“Few domestic animals would remain after a couple of hundred years. On Staten Island, Fresh Kills’s four giant mounds of trash would be flattened, their vast accumulation of stubborn PVC plastic and glass ground to powder. There, relic groves of huge ash and linden trees rise 138 feet above an understory of hornbeams, ferns, swamp alders, massive birches and crockery-size fungi. Your website access code is located in the upper right corner of the Table of Contents page of your digital edition.Sign up for our email newsletter for the latest science newsGiven the mounting toll of fouled oceans, overheated air, missing topsoil and mass extinctions, we might sometimes wonder what our planet would be like if humans suddenly disappeared. (Credit: Glen Wexler) Otters, Asiatic black bears, musk deer and the nearly vanquished Amur leopard would spread into slopes reforested with young daimyo oak and bird cherry. Pigeons would genetically revert back to the rock doves from which they sprang.It’s unclear how long animals would suffer from the urban legacy of concentrated heavy metals. A dry lightning strike, igniting decades of uncut, knee-high Central Park grass, would spread flames through town.As lightning rods rusted away, roof fires would leap among buildings into paneled offices filled with paper. He says there were 30 to 40 streams in Manhattan when the Dutch first arrived.
“At least a dozen species in the ocean Columbus sailed were bigger than his biggest ship,” says marine paleoecologist Jeremy Jackson of the Smithsonian Tropical Research Institute in Panama. Dogs would go feral, but they wouldn’t last long: They’d never be able to compete.”If people were no longer present anywhere on Earth, a worldwide shakeout would follow. Over many centuries, plants would take these up, recycle, redeposit, and gradually dilute them. Smart Guide to Climate Change 404 error Sorry, page not found! Our daily newsletter arrives just in time for lunch, offering up the day's biggest science news, our latest features, amazing Q&As and insightful interviews.
“The plants, crops, and animal species man has wrought by his own hand would be wiped out in a century or two,” Wilson says. The few Siberian tigers that still prowl the North Korean-Chinese borderlands would multiply and fan across Asia’s temperate zones. From zebra mussels to fire ants to crops to kudzu, exotics would battle with natives. Hawks and falcons flourish, as do feral cats and dogs. With no further chlorine and bromine leaking skyward, within decades the ozone layer would replenish, and ultraviolet damage would subside.
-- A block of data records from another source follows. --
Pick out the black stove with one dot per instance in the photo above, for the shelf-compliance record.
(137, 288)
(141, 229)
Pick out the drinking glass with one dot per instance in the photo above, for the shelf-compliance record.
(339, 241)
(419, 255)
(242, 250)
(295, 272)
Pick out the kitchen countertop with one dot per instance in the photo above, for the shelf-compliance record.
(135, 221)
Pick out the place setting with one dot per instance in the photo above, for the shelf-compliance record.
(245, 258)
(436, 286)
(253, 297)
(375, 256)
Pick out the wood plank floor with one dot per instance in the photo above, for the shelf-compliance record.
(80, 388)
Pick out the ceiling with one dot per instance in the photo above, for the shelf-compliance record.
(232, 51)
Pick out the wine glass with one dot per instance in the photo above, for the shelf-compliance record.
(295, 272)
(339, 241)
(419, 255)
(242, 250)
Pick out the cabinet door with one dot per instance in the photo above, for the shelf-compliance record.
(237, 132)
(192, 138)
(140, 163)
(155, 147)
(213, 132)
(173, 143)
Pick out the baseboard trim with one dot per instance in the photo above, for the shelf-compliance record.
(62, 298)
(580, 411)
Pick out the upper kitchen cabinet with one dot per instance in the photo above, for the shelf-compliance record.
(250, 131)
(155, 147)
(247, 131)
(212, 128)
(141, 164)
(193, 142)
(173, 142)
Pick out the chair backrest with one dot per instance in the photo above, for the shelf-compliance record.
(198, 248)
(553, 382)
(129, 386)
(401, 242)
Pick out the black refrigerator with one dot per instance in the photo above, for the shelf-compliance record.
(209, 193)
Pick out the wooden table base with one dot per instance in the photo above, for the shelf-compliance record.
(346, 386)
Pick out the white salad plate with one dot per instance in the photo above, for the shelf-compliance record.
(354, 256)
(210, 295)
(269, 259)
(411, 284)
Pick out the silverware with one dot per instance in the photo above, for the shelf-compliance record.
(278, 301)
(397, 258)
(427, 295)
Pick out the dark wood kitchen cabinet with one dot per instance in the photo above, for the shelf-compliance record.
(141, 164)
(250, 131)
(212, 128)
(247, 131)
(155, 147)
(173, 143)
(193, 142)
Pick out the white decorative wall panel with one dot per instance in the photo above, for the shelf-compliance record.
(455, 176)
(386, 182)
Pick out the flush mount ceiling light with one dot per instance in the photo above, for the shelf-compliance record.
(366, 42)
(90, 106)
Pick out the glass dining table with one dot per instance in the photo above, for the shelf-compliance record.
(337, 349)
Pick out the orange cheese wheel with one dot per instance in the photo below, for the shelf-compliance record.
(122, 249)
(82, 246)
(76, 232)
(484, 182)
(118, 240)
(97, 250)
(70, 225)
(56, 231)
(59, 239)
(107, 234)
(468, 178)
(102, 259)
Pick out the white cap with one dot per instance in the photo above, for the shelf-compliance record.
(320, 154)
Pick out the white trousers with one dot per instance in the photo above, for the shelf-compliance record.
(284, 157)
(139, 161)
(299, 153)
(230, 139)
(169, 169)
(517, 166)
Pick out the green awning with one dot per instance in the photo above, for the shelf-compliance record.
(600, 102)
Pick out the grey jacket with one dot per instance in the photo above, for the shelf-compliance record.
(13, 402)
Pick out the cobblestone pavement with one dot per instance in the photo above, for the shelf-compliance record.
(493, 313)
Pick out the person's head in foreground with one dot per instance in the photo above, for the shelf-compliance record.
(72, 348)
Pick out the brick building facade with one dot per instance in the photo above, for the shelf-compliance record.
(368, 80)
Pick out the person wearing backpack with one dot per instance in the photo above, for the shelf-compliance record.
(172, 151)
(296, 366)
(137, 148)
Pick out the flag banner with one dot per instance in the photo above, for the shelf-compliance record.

PLUS a free mini-magazine for you to download and keep. Although wolves dig under it, and roe deer are believed to leap over it, the herd of the largest of Europe’s mammals remains divided, and thus its gene pool. Oysters filtered all the water in Chesapeake Bay every five days. For centuries it stayed that way. Occupying Germans took lumber and slaughtered game during World War I, but a pristine core was left intact, which in 1921 became a Polish national park. Belarus, which has not removed its statues of Lenin, has no specific plans to dismantle the fence. Eventually, heavy metals and toxins would flush through the system; a few intractable PCBs might take a millennium.During that same span, every dam on Earth would silt up and spill over. The world would start over.If humans were to vanish from New York, how soon would nature take over? Would the seas again fill with fish? The acidic soil and high altitude – leading to relatively high levels of ultra-violet radiation – don’t help either. Within 20 years, the water-soaked steel columns that support the street above the East Side’s subway tunnels would corrode and buckle, turning Lexington Avenue into a river.New York’s architecture isn’t as flammable as San Francisco’s clapboard Victorians, but within 200 years, says Steven Clemants, vice president of the Brooklyn Botanic Garden, tons of leaf litter would overflow gutters as pioneer weeds gave way to colonizing native oaks and maples in city parks. An amazing megafaunal menagerie roamed the region: Giant armadillos resembling armor-plated autos; bears twice the size of grizzlies; the hoofed, herbivorous toxodon, big as a rhinoceros; and saber-toothed tigers. Aside from rare military patrols or desperate souls fleeing North Korea, humans have barely set foot in the strip since 1953. Places like the Indian Point nuclear power plant, 35 miles north of Times Square, would dump radioactivity into the Hudson long after the lights went out.Old stone buildings in Manhattan, such as Grand Central Station or the Metropolitan Museum of Art, would outlast every modern glass box, especially with no more acid rain to pock their marble.